# Notebook 2: Deep Cleaning & Transformation

**Project:** Road Collision Severity Prediction  
**Section:** D - Deep Cleaning, Weather Interpolation, Geographic Enrichment

## What i Will Do in This Notebook:

in this notebook, i will take the raw data from notebook 1 and clean it thoroughly. first i need to fix data types like dates and times, remove invalid rows with missing coordinates, and ensure severity values are proper integers.

then i will work on the weather data. since the met office data is monthly, i need to interpolate it to daily values so i can match each collision with the weather on that specific day.

at the end, i will save everything to clean tables in the database.

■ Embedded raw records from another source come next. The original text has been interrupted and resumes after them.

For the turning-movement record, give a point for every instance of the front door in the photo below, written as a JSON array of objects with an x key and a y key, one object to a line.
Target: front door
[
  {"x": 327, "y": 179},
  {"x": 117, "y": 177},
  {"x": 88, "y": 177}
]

finally i will enrich the collision data with geographic information by finding the nearest city to each collision location using a kdtree spatial index. this will give us population and distance information that might be useful for prediction.

In [None]:
# importing all libraries i need for data cleaning and transformation
# i need pandas for data manipulation, scipy for spatial operations (kdtree)
# sqlalchemy for database operations
import pandas as pd
import numpy as np
from sqlalchemy import create_engine, text
from scipy.spatial import KDTree
from datetime import datetime, timedelta
import os
from pathlib import Path
from dotenv import load_dotenv
import warnings
warnings.filterwarnings('ignore')

# connecting to postgresql database
# loading environment variables from .env file
project_directory = Path.cwd()
load_dotenv(project_directory / ".env")

# getting postgresql credentials from environment
postgres_host = os.getenv("POSTGRES_HOST")
postgres_port = os.getenv("POSTGRES_PORT")
postgres_database = os.getenv("POSTGRES_DB")
postgres_user = os.getenv("POSTGRES_USER")
postgres_password = os.getenv("POSTGRES_PASSWORD")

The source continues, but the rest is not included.